Every other day, an environmentalist pays with his life for his commitment to clean rivers and intact forests: Last year, 177 conservationists were killed worldwide, as the non-governmental organization Global Witness announced when presenting its annual report.

The most dangerous country for conservationists was Colombia with 60 murders, followed by Brazil (34), Mexico (31), Honduras (14) and the Philippines (11). 88 percent of all murders were registered in Latin America.

Activists who campaign against the agricultural industry, mining and logging, in particular, live dangerous lives. Most killings are never solved, the organization reported. “Those responsible for deadly attacks on activists have gone unpunished for far too long. The world’s governments must urgently stop the senseless killing of those defending our planet by protecting the ecosystems that play a critical role in addressing the climate crisis “said a spokeswoman for Global Witness, Shruti Suresh.

One murder every two days

According to the group, 1,910 activists were killed between 2012 and 2022 – that’s one murder every two days. Indigenous people in particular are repeatedly targeted: they make up over a third of the victims, even though they only represent five percent of the world’s population.

“Loggers and illegal gold prospectors are encroaching on our areas – anyone who stands up against them is threatened,” says indigenous activist Maria Leusa Munduruku from the Brazilian Amazon region, which plays an important role in the international fight against climate change as a CO2 storage facility. “They attacked our village, set our houses on fire and we had to flee.”

The indigenous peoples play a key role in the fight against global warming. According to a study by the Food and Agriculture Organization (FAO), indigenous people protect their lands particularly well from deforestation and destruction. “The indigenous people are the guardians of the forest and we can learn a lot from them in the fight against climate change,” says Mariela Molero from the Venezuelan environmental protection organization Kapé Kapé.

Colombia most dangerous

By far the most dangerous country for environmentalists last year was Colombia. Even after the end of the civil war, parts of the South American state are still controlled by crime syndicates, splinter groups of the former FARC guerrillas and paramilitary groups.

“Environmental activists repeatedly find themselves caught in the crossfire in the conflict between criminal gangs,” says Sirley Muñoz from the Colombian non-governmental organization Somos Defensores. “There is great impunity; most of the time the masterminds of the murders are never found.”

The killing of activists is the tip of the iceberg. “Environmental activists face a range of violence.

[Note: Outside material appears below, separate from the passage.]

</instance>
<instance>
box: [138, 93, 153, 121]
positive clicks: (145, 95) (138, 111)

They are threatened, attacked, harassed, litigated and marginalized,” says Global Witness annual report author Laura Furones. “The goal is always to silence people so that they don’t get in the way of economic activity.”

Human rights violated at the edge of supply chains

Global Witness called on the governments of affected countries to consistently implement existing laws and ensure the safety of environmental defenders. Above all, the right of indigenous communities to their traditional habitat and culture must be better protected, the recommendations said.

On the other hand, companies must ensure that there are no human rights violations at the edge of their supply chains.